EUS 347 • Turks In Europe

36535 • Spring 2013
Meets MWF 100pm-200pm PAR 101
(also listed as ISL 372, MEL 321 )
show description

In the last century, international markets, political conditions, and the desire for “a better life” have spurred mass migration to “First World” nations, creating a myriad of new socio-cultural and political-economic constellations as well as serious structural challenges.  Interactions between Europeans and Turks, for example, are not new, but seem have increased in variety and complexity since the post-World War II era, when European countries began importing Turkish labor.
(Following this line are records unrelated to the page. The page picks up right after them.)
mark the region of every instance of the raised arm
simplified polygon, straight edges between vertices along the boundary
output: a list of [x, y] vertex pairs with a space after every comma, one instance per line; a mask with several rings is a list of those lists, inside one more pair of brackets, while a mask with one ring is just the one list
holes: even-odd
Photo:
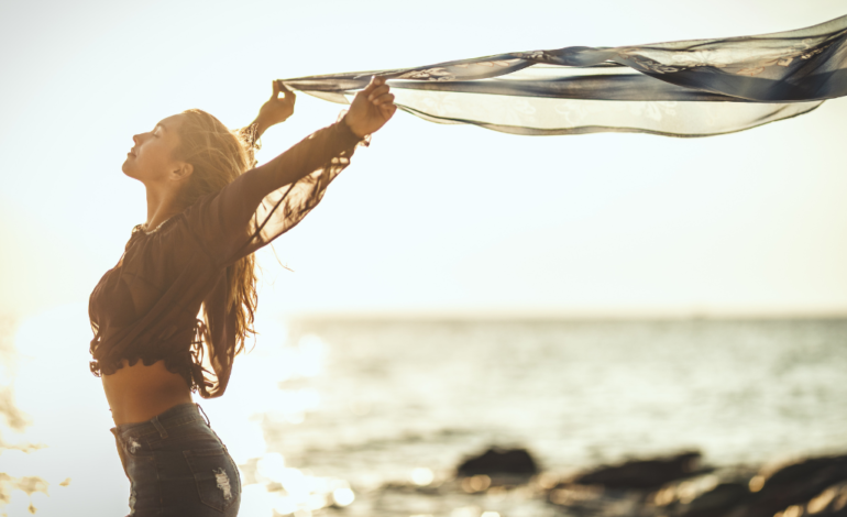
[[[241, 129], [242, 133], [252, 139], [251, 143], [255, 143], [262, 138], [268, 128], [285, 122], [288, 117], [294, 114], [294, 105], [297, 101], [295, 92], [286, 88], [280, 80], [275, 80], [273, 88], [274, 92], [258, 109], [255, 120]], [[284, 97], [280, 98], [279, 94], [283, 94]]]
[[[256, 125], [256, 131], [285, 120], [286, 106], [290, 107], [288, 116], [294, 109], [294, 95], [278, 85], [278, 90], [274, 88], [275, 97], [260, 110], [256, 121], [261, 125]], [[276, 105], [276, 100], [285, 102], [277, 99], [279, 91], [286, 98], [290, 95], [290, 101]], [[342, 120], [310, 134], [191, 207], [187, 213], [189, 224], [209, 253], [221, 265], [231, 263], [302, 220], [323, 197], [329, 183], [349, 165], [356, 144], [392, 118], [397, 109], [393, 101], [385, 79], [373, 78], [356, 94]], [[268, 105], [279, 109], [268, 111]]]

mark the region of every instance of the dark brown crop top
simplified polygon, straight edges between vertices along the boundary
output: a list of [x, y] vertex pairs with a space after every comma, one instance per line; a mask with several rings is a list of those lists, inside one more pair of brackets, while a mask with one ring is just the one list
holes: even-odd
[[[204, 398], [227, 388], [235, 344], [226, 268], [297, 224], [360, 142], [340, 120], [201, 198], [153, 232], [132, 230], [89, 299], [91, 372], [164, 360]], [[197, 318], [205, 304], [208, 329]], [[204, 338], [206, 334], [206, 339]]]

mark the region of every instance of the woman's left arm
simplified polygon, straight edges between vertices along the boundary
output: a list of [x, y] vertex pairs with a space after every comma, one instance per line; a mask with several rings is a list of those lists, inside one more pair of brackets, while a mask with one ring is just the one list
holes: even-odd
[[[284, 97], [279, 97], [283, 94]], [[288, 117], [294, 114], [294, 103], [297, 96], [294, 91], [283, 85], [280, 80], [274, 81], [274, 92], [271, 98], [258, 109], [258, 114], [249, 125], [239, 130], [242, 135], [253, 145], [267, 131], [267, 128], [285, 122]]]

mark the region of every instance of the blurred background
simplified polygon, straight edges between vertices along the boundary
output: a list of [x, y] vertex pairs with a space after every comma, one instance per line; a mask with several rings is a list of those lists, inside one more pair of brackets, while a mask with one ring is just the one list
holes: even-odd
[[[145, 219], [120, 172], [133, 134], [188, 108], [244, 125], [276, 78], [844, 14], [838, 0], [3, 3], [0, 515], [129, 512], [87, 298]], [[256, 346], [202, 403], [241, 466], [242, 515], [566, 515], [550, 491], [601, 464], [698, 450], [708, 487], [847, 449], [845, 102], [692, 140], [397, 113], [276, 241], [292, 271], [258, 254]], [[260, 162], [339, 110], [300, 95]], [[542, 474], [457, 481], [491, 446], [526, 448]]]

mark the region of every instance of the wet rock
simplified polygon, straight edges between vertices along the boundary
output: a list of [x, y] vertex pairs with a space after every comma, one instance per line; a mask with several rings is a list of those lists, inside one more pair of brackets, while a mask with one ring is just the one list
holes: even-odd
[[700, 459], [700, 452], [684, 452], [672, 458], [628, 461], [582, 474], [572, 483], [619, 490], [654, 490], [666, 483], [705, 472], [698, 470]]
[[752, 497], [746, 483], [721, 483], [695, 497], [682, 513], [683, 517], [713, 517], [726, 515], [730, 509]]
[[813, 497], [805, 513], [816, 517], [847, 517], [847, 482], [829, 486]]
[[536, 461], [526, 449], [491, 448], [479, 457], [469, 458], [457, 469], [460, 476], [526, 476], [538, 473]]
[[756, 491], [756, 494], [741, 515], [772, 517], [791, 506], [812, 504], [811, 499], [845, 481], [847, 455], [812, 458], [793, 463], [771, 474], [760, 474], [750, 480], [750, 488]]

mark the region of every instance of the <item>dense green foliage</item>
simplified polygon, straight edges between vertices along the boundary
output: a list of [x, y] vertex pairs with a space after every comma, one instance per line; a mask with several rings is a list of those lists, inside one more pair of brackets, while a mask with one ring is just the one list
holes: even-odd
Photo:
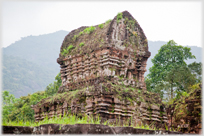
[[35, 92], [28, 94], [28, 96], [21, 96], [20, 98], [15, 98], [8, 91], [3, 91], [3, 122], [19, 120], [34, 121], [34, 111], [31, 109], [31, 105], [57, 93], [62, 83], [60, 74], [55, 77], [55, 80], [54, 83], [46, 87], [45, 91]]
[[66, 49], [63, 49], [63, 51], [61, 52], [61, 54], [62, 54], [63, 56], [65, 56], [65, 55], [68, 54], [73, 48], [74, 48], [73, 45], [69, 45]]
[[[200, 81], [196, 79], [194, 71], [199, 71], [201, 64], [194, 62], [187, 65], [185, 62], [193, 58], [195, 56], [190, 52], [190, 48], [178, 46], [170, 40], [152, 59], [153, 66], [145, 78], [147, 90], [160, 93], [162, 98], [165, 96], [168, 99], [187, 92], [190, 86]], [[196, 73], [201, 76], [201, 72]]]
[[103, 26], [104, 26], [103, 24], [98, 25], [98, 27], [101, 29], [103, 28]]
[[55, 73], [26, 59], [7, 55], [3, 56], [2, 70], [3, 90], [17, 98], [43, 90], [53, 82]]
[[87, 33], [87, 34], [90, 34], [92, 33], [96, 28], [93, 27], [93, 26], [90, 26], [90, 27], [87, 27], [84, 29], [84, 32]]
[[60, 71], [56, 59], [68, 33], [28, 36], [2, 48], [2, 90], [16, 98], [44, 90]]
[[81, 43], [79, 44], [79, 46], [80, 46], [80, 47], [84, 46], [84, 43], [83, 43], [83, 42], [81, 42]]

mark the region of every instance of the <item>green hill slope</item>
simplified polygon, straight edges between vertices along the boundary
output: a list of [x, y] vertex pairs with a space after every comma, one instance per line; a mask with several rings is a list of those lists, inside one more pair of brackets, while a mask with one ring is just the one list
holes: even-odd
[[[44, 90], [49, 83], [52, 83], [60, 72], [56, 59], [60, 46], [68, 33], [57, 31], [45, 35], [28, 36], [3, 48], [3, 90], [8, 90], [15, 97], [20, 97]], [[147, 61], [145, 76], [152, 66], [151, 59], [157, 54], [160, 47], [166, 44], [163, 41], [149, 41], [148, 43], [151, 56]], [[187, 63], [201, 62], [202, 48], [188, 47], [191, 48], [196, 59], [188, 60]]]
[[44, 90], [54, 81], [53, 74], [47, 69], [19, 57], [4, 55], [2, 70], [3, 90], [15, 97]]

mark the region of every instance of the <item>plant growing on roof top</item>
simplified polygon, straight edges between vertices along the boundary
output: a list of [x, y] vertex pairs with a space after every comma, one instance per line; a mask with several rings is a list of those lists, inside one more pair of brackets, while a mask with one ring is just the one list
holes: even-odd
[[108, 23], [110, 23], [112, 21], [112, 19], [109, 19], [105, 22], [105, 24], [107, 25]]
[[119, 23], [119, 21], [123, 18], [123, 13], [118, 13], [117, 14], [117, 24]]
[[62, 54], [63, 56], [65, 56], [65, 55], [68, 54], [73, 48], [74, 48], [73, 45], [69, 45], [66, 49], [63, 49], [63, 51], [61, 52], [61, 54]]
[[87, 33], [87, 34], [90, 34], [92, 33], [96, 28], [93, 27], [93, 26], [90, 26], [90, 27], [87, 27], [84, 29], [84, 32]]
[[103, 24], [98, 25], [98, 27], [101, 29], [103, 28], [103, 26], [104, 26]]
[[80, 46], [80, 47], [84, 46], [84, 42], [81, 42], [81, 43], [79, 44], [79, 46]]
Today over 9 million Turks live, work and study in Europe, some with full citizenship rights, others with permanent or temporary visas; and their presence has impacted not only European economies, but also European politics, media, education systems, social structures, cultural norms, the arts scene, and even language.  Students in this course will first examine local and transnational forces that have driven (and continue to drive) Turkish-European interactions, and then focus on key issues that have emerged in the context of 20th century Turkish migration to and settlement in Europe as well as in the context of Turkey’s more recent bid to join the European Union.  In addition to texts by sociologists, political scientists and cultural anthropologists, students will analyze Turkish-European literary and cinematic depictions of the distinctive economic, socio-cultural, and political changes associated with the migration of Turks to Europe and their transition from guest worker to transnational citizen. Among the topics to be discussed are: social processes and cultural adaptation; the education of second-, third- and fourth-generation migrants; the relationship of civil society and Islam; ethnic communities and ethnic business; citizenship and political participation; asylum movements and xenophobia; and attitudes toward the European Union.  Class sessions will be discussion-based and focus on a critical analysis of the arguments presented in the readings and films. This course has no prerequisites.

TENTATIVE Texts

Required Full Texts:

  1. Abadan-Unat, Nermin.  Turks in Europe: from guest worker to transnational citizen.  New York : Berghahn Books, 2011.
  2. Öner, Selcen.  Turkey and the European Union: The Question of European Identity.  Lanham: Rowman & Littlefield Publishing Group, Inc., 2011.
  3. Ören, Aras.  Please, No Police.  Trans. Teoman Sıpahigil. Austin, TX: Center for Middle Eastern Studies, University of Texas at Austin, 1992.
  4. Özdamar, Emine Sevgi. The Bridge of the Golden Horn. Trans. Martin Chalmers. London:  Serpents Tail, 2009.
  5. Additional texts available on Blackboard.

Grading

Students' course grade will be based on active participation in class discussions (20%); satisfactory completion of (8 out of 10) reader response papers (40%); the quality of their “Turks in Europe Snapshot”, a short oral presentation on a historical event or contemporary issue related to Turks’ experience in or contributions to Europe (10%); and a final (critical essay) exam (30%).